Good morning! Choppy seas ahead for your electronics…
Today’s bit of bad news, if true, has been a long time coming, with DigiTimes ($) reporting the biggest semiconductor wafer fabrication player, TSCM, is flagging a price hike in 2022 of up to 20%:
- “TSMC has notified clients of an about 10% price hike for its sub-16nm process manufacturing, with the new prices set to be effective starting 2022, according to sources at IC design houses.”
- It would be the company’s steepest single increase, and no doubt represents material price increases and supply chain squeezing of margins.
- TSMC also confirmed a delay to its next-gen 3nm manufacturing this week.
- TSMC doesn’t disclose its pricing, though the DigiTimes report suggests that the company seeks to bump up a 28nm wafer to “nearly $3000” starting in Jan 2022.
- By comparison, and noting this is based on guesstimates by retired engineers, there’s also a rumor 5nm wafers are priced at something like $17,000.
- You can try a silicon cost calculator here, though you’d have to consider it accurate-ish at best (Adapteva).
- If accurate, and applied wholesale to all clients, that would obviously include chips like Apple’s A-series and M-series, Qualcomm, Intel, and AMD.
- Meaning, of course, CPUs, GPUs, SoCs, and the like will cost more, reducing margins for manufacturers, and/or being passed to us, the consumers, on smartphones, iPhones, PCs, and so on.
- It’s all down to things like shipping rates going through the roof to an 11-year high, steel prices rising, shortages — and the problem is that what would seem to be a short-term problem rolls on (Bloomberg).

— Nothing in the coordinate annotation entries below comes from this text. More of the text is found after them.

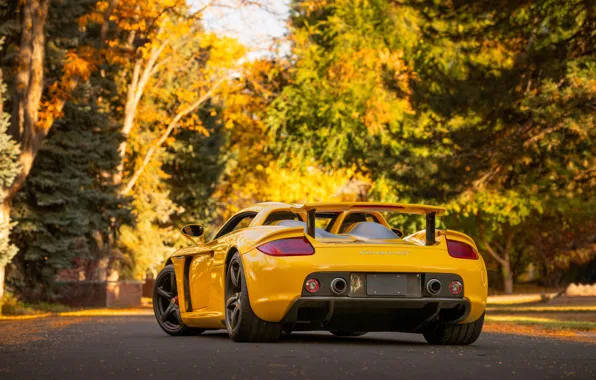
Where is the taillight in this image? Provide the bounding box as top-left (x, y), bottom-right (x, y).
top-left (257, 238), bottom-right (315, 256)
top-left (447, 240), bottom-right (478, 260)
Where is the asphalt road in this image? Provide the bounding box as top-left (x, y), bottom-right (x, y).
top-left (0, 316), bottom-right (596, 380)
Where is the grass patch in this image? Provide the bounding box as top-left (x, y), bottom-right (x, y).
top-left (486, 315), bottom-right (596, 331)
top-left (1, 294), bottom-right (74, 316)
top-left (487, 305), bottom-right (596, 313)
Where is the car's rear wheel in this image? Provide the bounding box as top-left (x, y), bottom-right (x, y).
top-left (423, 314), bottom-right (484, 346)
top-left (329, 330), bottom-right (367, 336)
top-left (153, 265), bottom-right (205, 336)
top-left (225, 253), bottom-right (282, 342)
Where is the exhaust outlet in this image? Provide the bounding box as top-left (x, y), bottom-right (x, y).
top-left (426, 278), bottom-right (443, 295)
top-left (330, 277), bottom-right (348, 295)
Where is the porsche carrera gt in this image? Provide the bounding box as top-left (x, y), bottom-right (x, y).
top-left (153, 202), bottom-right (488, 345)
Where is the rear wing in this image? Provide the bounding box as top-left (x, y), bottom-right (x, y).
top-left (290, 202), bottom-right (445, 245)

- Phil Levy, the chief economist at Flexport, told The New York Times: “I’m less in that ‘transitory’ camp and more in the ‘we have reason to be concerned’ camp.”
- Other shortage rumors include launch dates for new smartphones slipping a few weeks from planned dates.
Fitbit Charge 5 guide: What you need to know about Fitbit’s new fitness tracker (Android Authority).
Google Pixel 6 modem won’t be from Qualcomm, which makes sense given Samsung’s behind it, but it may mean it’s more of a Samsung-derivative chip rumor suggests (Android Authority).
Your smartphone might get ‘smart’ RAM soon with AI processing built-in, somehow? (Android Authority).
A decade and a half of instability: The history of Google messaging apps (Ars Technica).
Google and Microsoft will invest $30 billion in cybersecurity over the next five years: “That’s $10 billion from Google, $20 billion from Microsoft and $0 billion from Apple.” (Engadget).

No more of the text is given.